In order to have a clear picture of your retirement you need to know the value of your pension savings. With an average £23,000 currently sitting in each of those lost pensions – or a total of £37 billion – it is vital you check if you have a missing pension pot.
“The good news is finding your forgotten pensions is relatively simple”, says Angus. “Start off by contacting the Department for Work and Pensions (DWP)’s Pension Tracing Service.”
You will need details of all your employers and the dates when you worked for them. It can then provide you with the details of any pension provider or scheme associated with your employer when you worked there.
It isn’t just workplace pensions that can go astray. You may have also forgotten the details of a personal pension that you set up at some point in your working lifetime.
“If you are looking for a lost personal pension, ask the Pensions Advisory Service for help,” says Angus. “They will need as much information as possible, including any old paperwork you have. A financial adviser can help you “Saving enough for a comfortable retirement is probably the biggest financial challenge facing workers in the UK” gather together the information you need and help you hunt down lost pensions if you aren’t sure where to start.”
Once you have gathered the names and contact details for your old pension providers, you will need to get in touch with each of them to find out if they hold a pension in your name and, if so, the value of the pot. It is also worth asking them for details of any management charges you are paying, and would there be any charges if you wanted to transfer the pot. If you have a financial adviser, they may be able to get in touch with pension providers on your behalf.

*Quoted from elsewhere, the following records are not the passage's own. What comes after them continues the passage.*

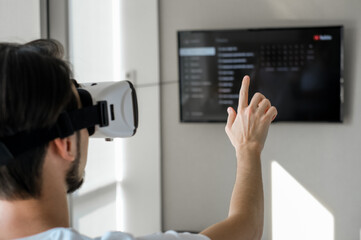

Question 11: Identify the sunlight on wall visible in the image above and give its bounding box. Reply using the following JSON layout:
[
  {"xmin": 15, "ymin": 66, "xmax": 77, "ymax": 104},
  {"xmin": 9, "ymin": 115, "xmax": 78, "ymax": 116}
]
[
  {"xmin": 70, "ymin": 0, "xmax": 124, "ymax": 234},
  {"xmin": 112, "ymin": 0, "xmax": 126, "ymax": 232},
  {"xmin": 272, "ymin": 161, "xmax": 334, "ymax": 240}
]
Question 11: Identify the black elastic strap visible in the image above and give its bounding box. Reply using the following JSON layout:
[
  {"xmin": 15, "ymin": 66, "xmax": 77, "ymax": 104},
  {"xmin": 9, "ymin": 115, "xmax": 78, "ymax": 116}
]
[
  {"xmin": 68, "ymin": 101, "xmax": 109, "ymax": 136},
  {"xmin": 0, "ymin": 102, "xmax": 108, "ymax": 166}
]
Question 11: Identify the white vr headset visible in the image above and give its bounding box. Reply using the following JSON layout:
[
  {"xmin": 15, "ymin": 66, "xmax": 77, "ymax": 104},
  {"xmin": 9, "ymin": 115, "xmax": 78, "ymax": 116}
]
[
  {"xmin": 78, "ymin": 81, "xmax": 138, "ymax": 138},
  {"xmin": 0, "ymin": 81, "xmax": 138, "ymax": 165}
]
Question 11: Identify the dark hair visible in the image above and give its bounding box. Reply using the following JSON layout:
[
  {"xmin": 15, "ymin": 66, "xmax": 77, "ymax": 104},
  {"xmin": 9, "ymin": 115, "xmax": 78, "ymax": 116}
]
[
  {"xmin": 25, "ymin": 39, "xmax": 65, "ymax": 59},
  {"xmin": 0, "ymin": 39, "xmax": 78, "ymax": 199}
]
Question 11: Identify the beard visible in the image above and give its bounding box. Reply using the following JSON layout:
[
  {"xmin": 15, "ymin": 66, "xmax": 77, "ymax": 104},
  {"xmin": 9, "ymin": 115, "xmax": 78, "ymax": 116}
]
[{"xmin": 66, "ymin": 132, "xmax": 84, "ymax": 194}]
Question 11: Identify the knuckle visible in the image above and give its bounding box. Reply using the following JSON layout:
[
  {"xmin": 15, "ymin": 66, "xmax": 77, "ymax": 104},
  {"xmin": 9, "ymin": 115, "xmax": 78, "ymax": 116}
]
[
  {"xmin": 270, "ymin": 107, "xmax": 278, "ymax": 119},
  {"xmin": 254, "ymin": 92, "xmax": 262, "ymax": 98},
  {"xmin": 259, "ymin": 99, "xmax": 270, "ymax": 108},
  {"xmin": 271, "ymin": 106, "xmax": 277, "ymax": 114},
  {"xmin": 264, "ymin": 99, "xmax": 271, "ymax": 106}
]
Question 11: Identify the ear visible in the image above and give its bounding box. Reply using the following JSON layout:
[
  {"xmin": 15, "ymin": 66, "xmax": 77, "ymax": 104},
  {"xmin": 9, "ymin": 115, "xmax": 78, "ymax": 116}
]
[{"xmin": 51, "ymin": 135, "xmax": 77, "ymax": 162}]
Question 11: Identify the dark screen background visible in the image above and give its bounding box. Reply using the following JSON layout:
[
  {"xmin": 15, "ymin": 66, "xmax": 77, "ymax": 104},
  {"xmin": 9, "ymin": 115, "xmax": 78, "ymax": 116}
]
[{"xmin": 178, "ymin": 26, "xmax": 343, "ymax": 122}]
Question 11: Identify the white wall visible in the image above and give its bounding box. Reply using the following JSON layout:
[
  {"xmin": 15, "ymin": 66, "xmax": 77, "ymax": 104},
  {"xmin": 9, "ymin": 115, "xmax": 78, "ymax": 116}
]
[
  {"xmin": 159, "ymin": 0, "xmax": 361, "ymax": 239},
  {"xmin": 0, "ymin": 0, "xmax": 40, "ymax": 42}
]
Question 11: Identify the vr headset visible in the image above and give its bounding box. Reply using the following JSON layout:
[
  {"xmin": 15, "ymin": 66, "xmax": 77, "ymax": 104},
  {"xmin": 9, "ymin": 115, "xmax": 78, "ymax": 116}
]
[
  {"xmin": 0, "ymin": 81, "xmax": 138, "ymax": 166},
  {"xmin": 77, "ymin": 81, "xmax": 138, "ymax": 138}
]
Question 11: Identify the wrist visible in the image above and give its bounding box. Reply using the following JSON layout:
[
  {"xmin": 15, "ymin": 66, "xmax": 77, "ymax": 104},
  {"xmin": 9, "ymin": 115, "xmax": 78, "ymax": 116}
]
[{"xmin": 235, "ymin": 143, "xmax": 262, "ymax": 159}]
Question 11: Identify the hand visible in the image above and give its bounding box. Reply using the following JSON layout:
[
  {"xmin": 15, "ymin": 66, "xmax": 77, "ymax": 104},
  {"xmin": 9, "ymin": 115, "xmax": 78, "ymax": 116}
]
[{"xmin": 225, "ymin": 75, "xmax": 277, "ymax": 155}]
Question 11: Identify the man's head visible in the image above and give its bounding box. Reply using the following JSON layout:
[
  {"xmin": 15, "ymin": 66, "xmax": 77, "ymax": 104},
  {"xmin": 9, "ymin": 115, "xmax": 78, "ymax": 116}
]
[{"xmin": 0, "ymin": 39, "xmax": 87, "ymax": 200}]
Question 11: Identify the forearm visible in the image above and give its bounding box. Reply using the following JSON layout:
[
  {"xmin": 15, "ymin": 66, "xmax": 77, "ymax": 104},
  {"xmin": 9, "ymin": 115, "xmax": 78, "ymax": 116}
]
[
  {"xmin": 229, "ymin": 147, "xmax": 263, "ymax": 216},
  {"xmin": 229, "ymin": 147, "xmax": 264, "ymax": 237},
  {"xmin": 201, "ymin": 147, "xmax": 264, "ymax": 240}
]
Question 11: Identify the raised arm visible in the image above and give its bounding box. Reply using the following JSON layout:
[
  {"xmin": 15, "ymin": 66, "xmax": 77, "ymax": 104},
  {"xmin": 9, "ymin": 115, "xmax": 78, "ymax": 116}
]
[{"xmin": 200, "ymin": 75, "xmax": 277, "ymax": 240}]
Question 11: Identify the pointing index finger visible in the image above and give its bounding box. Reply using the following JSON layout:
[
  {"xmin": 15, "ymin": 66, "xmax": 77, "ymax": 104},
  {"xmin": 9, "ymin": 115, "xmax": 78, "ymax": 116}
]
[{"xmin": 238, "ymin": 75, "xmax": 250, "ymax": 111}]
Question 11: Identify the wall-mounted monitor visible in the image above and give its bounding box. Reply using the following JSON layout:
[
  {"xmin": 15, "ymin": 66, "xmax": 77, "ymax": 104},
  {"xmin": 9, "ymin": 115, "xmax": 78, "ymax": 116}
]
[{"xmin": 178, "ymin": 26, "xmax": 343, "ymax": 122}]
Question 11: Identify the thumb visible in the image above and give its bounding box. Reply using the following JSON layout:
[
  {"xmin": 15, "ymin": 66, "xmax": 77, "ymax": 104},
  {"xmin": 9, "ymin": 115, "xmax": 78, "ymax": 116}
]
[{"xmin": 226, "ymin": 107, "xmax": 237, "ymax": 132}]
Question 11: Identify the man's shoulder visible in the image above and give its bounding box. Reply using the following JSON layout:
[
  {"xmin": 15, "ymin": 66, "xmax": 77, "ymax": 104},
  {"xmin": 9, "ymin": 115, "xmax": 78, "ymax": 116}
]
[
  {"xmin": 136, "ymin": 231, "xmax": 210, "ymax": 240},
  {"xmin": 19, "ymin": 228, "xmax": 209, "ymax": 240},
  {"xmin": 18, "ymin": 228, "xmax": 133, "ymax": 240}
]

Now you know where all your pension savings are, the next question is should you bring them all together into one pot? This could make it easier to keep track of your retirement savings and, potentially, reduce the charges you are paying if you have lots of pots. But, don’t assume it is the best plan. In some cases, you are better off leaving your retirement savings where they are.
For example, you could lose out on a valuable guaranteed annuity rate or additional tax-free lump sum entitlements above the standard 25%. If your pension dates from the 1990s it could come with a guaranteed annuity rate that was in line with rates back then when rates were far, far higher than they are today. In that scenario, moving your money would mean you were taking an axe to your retirement income.
5 steps to locating a lost pension
Contact the Pension Tracing Service. They can give you details of workplace pension schemes connected with your old employers.
Use the Pensions Advisory Service for help finding lost personal pensions.
Contact pension providers to see if you have a forgotten account with them.
Once you have found all of your pensions, speak to a financial adviser for help deciding whether to consolidate them.
Future proof your pension by making sure your employer and pension administrator know if you move home or change your name.
Keep your benefits
Ensure you fully understand the benefits of a pension and what you will lose if you leave. Also, check if there are any exit charges before you decide to consolidate your pension pots.
“Consolidating all your pensions can seem an attractive proposition and can bring peace of mind,” says Angus.
“However, it is essential that each plan is properly analysed by a qualified adviser to ensure transferring it is the right option and that valuable benefits aren’t being given up.”
Finally, once you have found all your pensions and brought them together, don’t lose them again. Make sure all your pension providers and your employer have the correct contact details for you. Then make sure you have a list of them and inform them if you move to a new house or your details change. Ensuring they have up-to-date details for you means they can stay in touch and it will minimise the risk of you losing your pension.
“While you can do all of this yourself, a financial adviser will be able to guide you through each step to help get your pension affairs in order,” says Angus.